Resources

General U.S. History to Reconstruction

Making of America, University of Michigan

http://www.hti.umich.edu/m/moagrp/

This site is a “digital library” of thousands of primary documents in American social history from the Antebellum period through Reconstruction. It offers more than 3 million pages of text from 10,000 volumes and 50,000 journal articles. Includes 10 major 19th-century journals—like Appleton’s, Ladies Repository, and DeBow’s—as well as novels and tracts important for understanding the development of American education, sociology, history, religion, and science.
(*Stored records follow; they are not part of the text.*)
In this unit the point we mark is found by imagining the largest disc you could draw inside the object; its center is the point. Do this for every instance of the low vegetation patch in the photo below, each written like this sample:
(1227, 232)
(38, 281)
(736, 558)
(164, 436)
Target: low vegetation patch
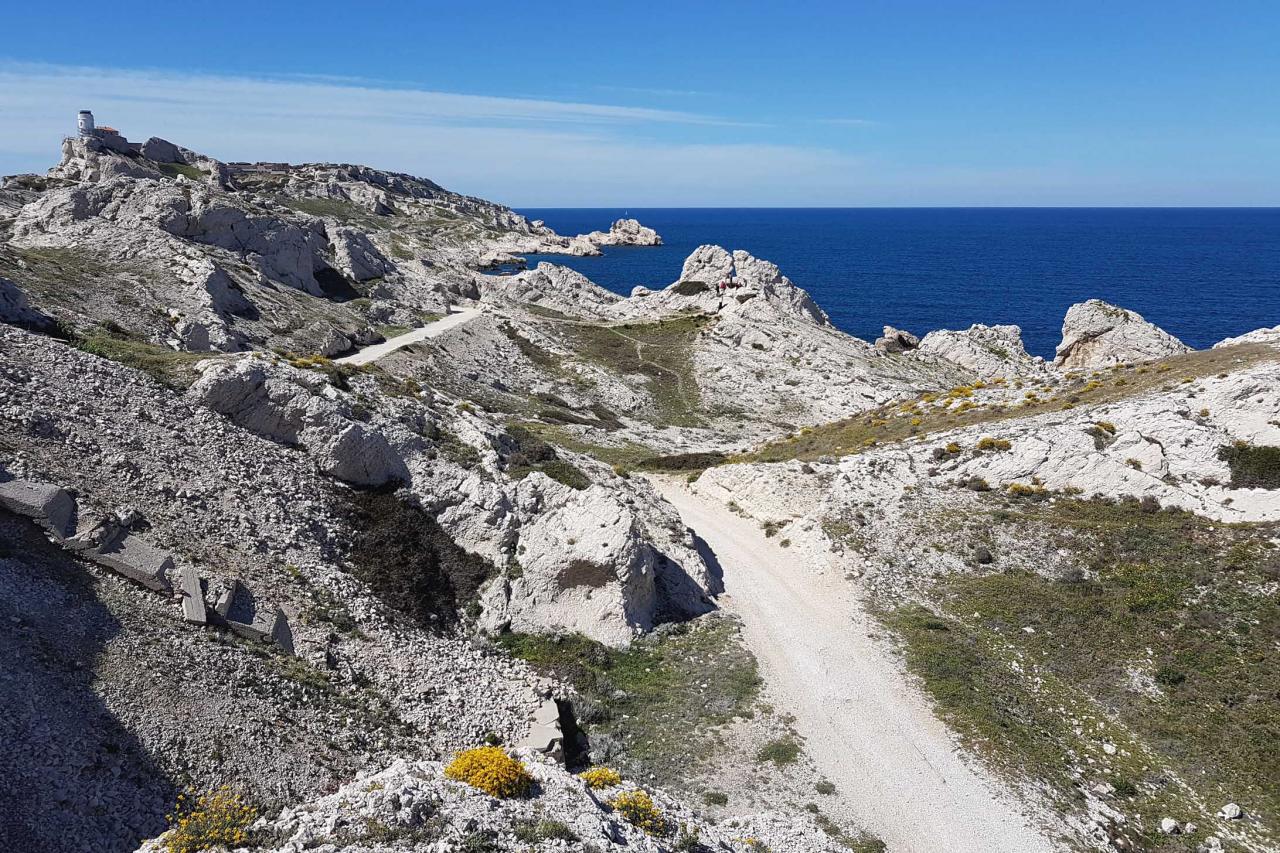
(1152, 667)
(174, 169)
(638, 808)
(531, 831)
(339, 209)
(897, 422)
(219, 819)
(657, 701)
(661, 351)
(408, 560)
(531, 454)
(782, 751)
(490, 770)
(598, 778)
(1253, 466)
(169, 366)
Documenting the American South, University of North Carolina Chapel Hill, Libraries

http://docsouth.unc.edu/

This database presents nearly 1,400 primary documents about the American South in the 18th, 19th, and early 20th centuries, and it features much antebellum history material. “First-Person Narratives of the American South, 1860–1920” offers approximately 140 diaries, autobiographies, memoirs, travel accounts, and ex-slave narratives, and concentrates on women, blacks, workers, and American Indians. “North American Slave Narratives” furnishes roughly 250 texts. “The Church in the Southern Black Community, Beginnings to 1920,” traces “how Southern African Americans experienced and transformed Protestant Christianity into the central institution of community life.” “The Southern Homefront, 1861–1865” documents “non-military aspects of Southern life during the Civil War.” And “The North Carolina Experience, Beginnings to 1940” provides approximately 575 histories, descriptive accounts, institutional reports, works of fiction, images, oral histories, and songs. Visitors can use the geographic index to browse the extensive list of materials from Virginia.

Avalon Project at Yale Law School: Documents in Law, History, and Government, William C. Gray and Lisa A. Spar, Yale Law School

http://www.yale.edu/lawweb/avalon/avalon.htm

This website is a collection of over 3,500 full-text documents relevant to the fields of law, history, economics, politics, diplomacy, and government. The documents are divided into five century categories: pre-18th, 18th, 19th, 20th, and 21st. Includes treaties, presidential papers and addresses, and colonial charters, as well as state and federal constitutional and legal documents. The documents are grouped into 64 Major Collection categories as well, such as Thomas Jefferson’s papers, American diplomacy, and the Cold War. The site is ideal for researching American diplomacy, constitutional, political, and legal history.

Jews in America: Our Story, Center for Jewish History

http://www.jewsinamerica.org/

This website explores the history of American Jews within the larger history of the United States from the seventeenth century to the present through essays, images, video presentations, and interactive timelines. It presents this history in eight sections divided by time period. Each section has short topical essays explaining the period, video and audio presentations, and a gallery of 590 images. Some sections have “featured artifacts” that provide more detailed information.